Purified PWWP domain proteins were crystallized using hanging drop vapor diffusion method at 20°C by mixing 1 µl of the protein solution (10 mg/mL) with 1 µl of the reservoir solution. BRPF1 (apo) and its complex with H3K36me3 peptide were crystallized in 3.5 M sodium formate, 0.1 M Tris-HCl, pH 8.5; BRPF2 in 30% PEG2K-MME, 0.20 M potassium bromide; BRPF3 in 30% PEG 4,000, 0.2 M ammonium sulfate, 0.1 M sodium cacodylate, pH 6.5; HDGF2 in 2.0 M ammonium sulfate, 0.2 M potassium/sodium tartrate, 0.1 M sodium citrate pH 5.6; HDGF2-H3K79me3 complex in 2.0 M ammonium sulfate, 5% isopropanol; MUM1 in 25% PEG 3,350, 0.1 M ammonium sulfate, 0.1 M HEPES, pH 7.5; DNMT3A in 28% PEG 3,350, 0.1 M ammonium sulfate, 0.1 M Bis-Tris, pH 6.0; DNMT3B in 30% PEG2K-MME, 0.20 M potassium bromide, 0.1 M Bis-Tris, pH 6.5. The peptides used for co-crystallization are: SAPATGGVKme3KPHRYR (H3K36me3); EIAQDFK(me)3TDLRY (H3K79me3); AKRHRKme3VLRDN (H4K20me3).

Fluorescence polarization assay

Fluorescence polarization assays were performed in 384-well plates, using the Synergy 2 microplate reader from BioTek as described in [43]. All the peptides were synthesized and purified by Tufts University Core Services (Boston, MA, U.S.A.), with the N-terminus labeled with fluorescein. Binding assays were performed in a 10 µl volume at a constant labeled peptide concentration (40 nM), by titrating the PWWP domains (at concentrations ranging from low to high micromolar) into 20 mM PIPES buffer (pH 6.5), containing 50 mM NaCl, 0.01% Tween-20. The data points were fitted to ligand binding function using Sigma Plot software to determine the Kd values.

NMR

To map the binding site of BRPF1 and HDGF2 PWWP domain for various methylated histone peptides and estimate the corresponding Kds, 15N-1H HSQC spectra were collected with 15N-labeled samples of PWWP domains, free and with additions of increasing amounts of unlabeled H3K4me3 (1–11 aa), H3K9me3 (1–15 aa), H3K36me3 (30–41 aa), H3K79me3 (73–84 aa), p53K370me2 (365–375 aa), p53K372me2 (364–376 aa) and p53K382me2 (376–388 aa) peptides. Weighted average chemical shift variations (Δ ppm) were calculated according to the formula (Δ ppm = ([δHN]2+[δN]2)½, where δHN and δN are the changes in HN and N chemical shifts, respectively) as described in [30]. From the Δppm, the Kds were estimated with the amide peaks of two selected amino acids, as shown in Figure 4. The shifted BRPF1 resonances are assigned according to the recent publication [20].
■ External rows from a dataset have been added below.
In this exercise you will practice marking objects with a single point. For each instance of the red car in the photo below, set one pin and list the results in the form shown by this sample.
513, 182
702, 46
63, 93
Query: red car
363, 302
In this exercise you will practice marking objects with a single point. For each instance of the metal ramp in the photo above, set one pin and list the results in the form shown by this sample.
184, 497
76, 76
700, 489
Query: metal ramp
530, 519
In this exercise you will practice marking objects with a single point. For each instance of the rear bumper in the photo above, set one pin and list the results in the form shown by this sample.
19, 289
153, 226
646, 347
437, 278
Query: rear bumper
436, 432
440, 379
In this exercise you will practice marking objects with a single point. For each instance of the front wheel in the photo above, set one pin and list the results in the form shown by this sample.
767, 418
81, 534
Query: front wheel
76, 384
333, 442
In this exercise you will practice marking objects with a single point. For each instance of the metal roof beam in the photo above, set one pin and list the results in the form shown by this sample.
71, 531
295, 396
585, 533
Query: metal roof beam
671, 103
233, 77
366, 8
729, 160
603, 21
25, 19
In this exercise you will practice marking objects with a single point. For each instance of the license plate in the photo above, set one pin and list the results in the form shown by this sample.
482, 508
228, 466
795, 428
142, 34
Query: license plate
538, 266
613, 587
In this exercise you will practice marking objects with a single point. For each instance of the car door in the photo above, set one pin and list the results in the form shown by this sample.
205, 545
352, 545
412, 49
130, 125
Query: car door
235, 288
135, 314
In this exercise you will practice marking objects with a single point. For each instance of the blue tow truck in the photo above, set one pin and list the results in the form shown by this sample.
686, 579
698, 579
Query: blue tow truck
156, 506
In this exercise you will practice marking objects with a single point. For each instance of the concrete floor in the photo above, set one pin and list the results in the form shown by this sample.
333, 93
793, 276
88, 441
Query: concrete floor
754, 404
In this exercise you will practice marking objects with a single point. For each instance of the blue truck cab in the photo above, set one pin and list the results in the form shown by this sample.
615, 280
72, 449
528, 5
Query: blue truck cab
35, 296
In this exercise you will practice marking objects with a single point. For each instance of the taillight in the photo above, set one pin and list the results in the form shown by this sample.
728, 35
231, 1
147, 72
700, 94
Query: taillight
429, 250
Data Collection and Structure Determination

All diffraction data were collected at 100 K and reduced with the HKL suite of programs [44]. To obtain phase information for BRPF1, 436 0.5° oscillation images collected on an FR-E copper rotating anode source (Rigaku) on a selenomethionyl derivative [45] crystal of space group I222 (a = 43.3 Å, b = 72.0 Å, c = 114.0 Å). The structure was solved with the single wavelength anomalous diffraction (SAD) method [46] using the programs SHELXD and SHELXE [47]. An initial model was build automatically with the program ARP/wARP [48]. The model was further refined against a dataset that was derived from 406 0.5° oscillation images collected at beamline 19ID of the Advanced Photon Source at a wavelength of 0.977 Å. COOT [49], REFMAC [50], and MOLPROBITY [51] were used for interactive model building, refinement and validation, respectively. The crystal structures of DNMT3A, DNMT3B, BRPF2, BRPF3, MUM1 and the complex structures of BRPF1-H3K36me3, HDGF2-H3K79me3 and HDGF2-H4K20me3 were solved by molecular replacement using MOLREP [52], and refined using a similar protocol to that of apo-BRPF1. Crystal diffraction data and refinement statistics are displayed in Tables 2 and and33.

Table 2
Crystallography data and refinement statistics.
Table 3
Crystallography data and refinement statistics.

Supporting Information

Figure S1

Electron density maps for the ligands identified in our complex structures and reported in this paper. (A) The omit density map for the H3K36me3 peptide in the BRPF1-H3K36me3 complex at 3σ contour. (B) The omit density map for the H3K79me3 peptide in HDGF2+H3K79me3 at 3σ contour. (C) The omit density map for the H4K20me3 peptide in HDGF2+H4K20me3 at 2σ contour. (D) the 2Fo-Fc density map for the bis-tris molecule in the DNMT3A-bis-tris structure. (E) the 2Fo-Fc density map for the bis-tris molecule in the DNMT3B-bis-tris structure.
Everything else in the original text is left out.